Costs for catering, hotels, and rental cars for pilots on the road for a week or more at a time, are increasing at an incredible pace as other industries struggle with their own staffing and supply issues. Again, increased compensation and benefits are aimed at recruiting qualified employees to fill all of these crucial roles, driving up costs at all corners of the industry.
Supply chain woes and fuel costs
It seems no industry in the U.S. is immune to supply chain issues right now, including aviation. The availability of aircraft parts and shipping delays are impacting the ability to repair and return aircraft to service in a timely manner. Parts are increasingly more costly. Deliveries of new aircraft are significantly delayed as manufacturers struggle with finding parts necessary to complete production. Fewer new aircraft in the pipeline has driven up prices on new and used aircraft alike, resulting in higher costs for on-demand programs trying to manage increased flight volumes.
Jet fuel is not exempt from the inflation Americans are experiencing on fuel costs as a whole.
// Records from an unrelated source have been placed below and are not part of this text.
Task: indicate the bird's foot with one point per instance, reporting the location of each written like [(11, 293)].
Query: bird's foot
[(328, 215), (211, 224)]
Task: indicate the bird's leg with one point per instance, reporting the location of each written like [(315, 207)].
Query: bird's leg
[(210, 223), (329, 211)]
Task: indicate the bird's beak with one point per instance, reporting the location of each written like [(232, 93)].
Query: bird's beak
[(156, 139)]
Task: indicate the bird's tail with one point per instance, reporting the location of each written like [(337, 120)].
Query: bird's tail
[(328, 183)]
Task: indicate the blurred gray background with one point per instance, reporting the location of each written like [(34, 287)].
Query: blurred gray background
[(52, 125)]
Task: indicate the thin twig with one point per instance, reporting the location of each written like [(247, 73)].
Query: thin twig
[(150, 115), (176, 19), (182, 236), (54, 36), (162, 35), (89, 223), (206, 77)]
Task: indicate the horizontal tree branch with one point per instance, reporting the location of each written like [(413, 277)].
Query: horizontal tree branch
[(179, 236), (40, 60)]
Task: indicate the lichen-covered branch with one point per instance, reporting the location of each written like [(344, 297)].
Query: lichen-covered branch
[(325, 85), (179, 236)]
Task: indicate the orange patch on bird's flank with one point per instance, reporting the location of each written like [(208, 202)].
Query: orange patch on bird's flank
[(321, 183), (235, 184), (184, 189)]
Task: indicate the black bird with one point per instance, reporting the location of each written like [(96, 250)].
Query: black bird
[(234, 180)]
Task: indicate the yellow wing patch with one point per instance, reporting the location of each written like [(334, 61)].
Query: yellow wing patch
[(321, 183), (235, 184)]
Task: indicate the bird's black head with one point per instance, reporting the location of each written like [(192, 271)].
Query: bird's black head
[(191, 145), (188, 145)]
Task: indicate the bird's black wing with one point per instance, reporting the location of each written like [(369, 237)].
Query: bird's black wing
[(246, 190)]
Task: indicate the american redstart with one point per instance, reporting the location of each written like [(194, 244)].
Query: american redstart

As of May 2022, the price of fuel for aircraft was 149% higher than it was in May 2021. The increase is being realized in higher commercial ticket prices as well as increased operating costs for private aircraft.
With no end in sight to the financial impact on private aviation, experts can only offer suggestions for managing the situation: Book flights early, plan for potential delays, consider all flight options, weigh the cost of your time versus the cost to fly, and be patient.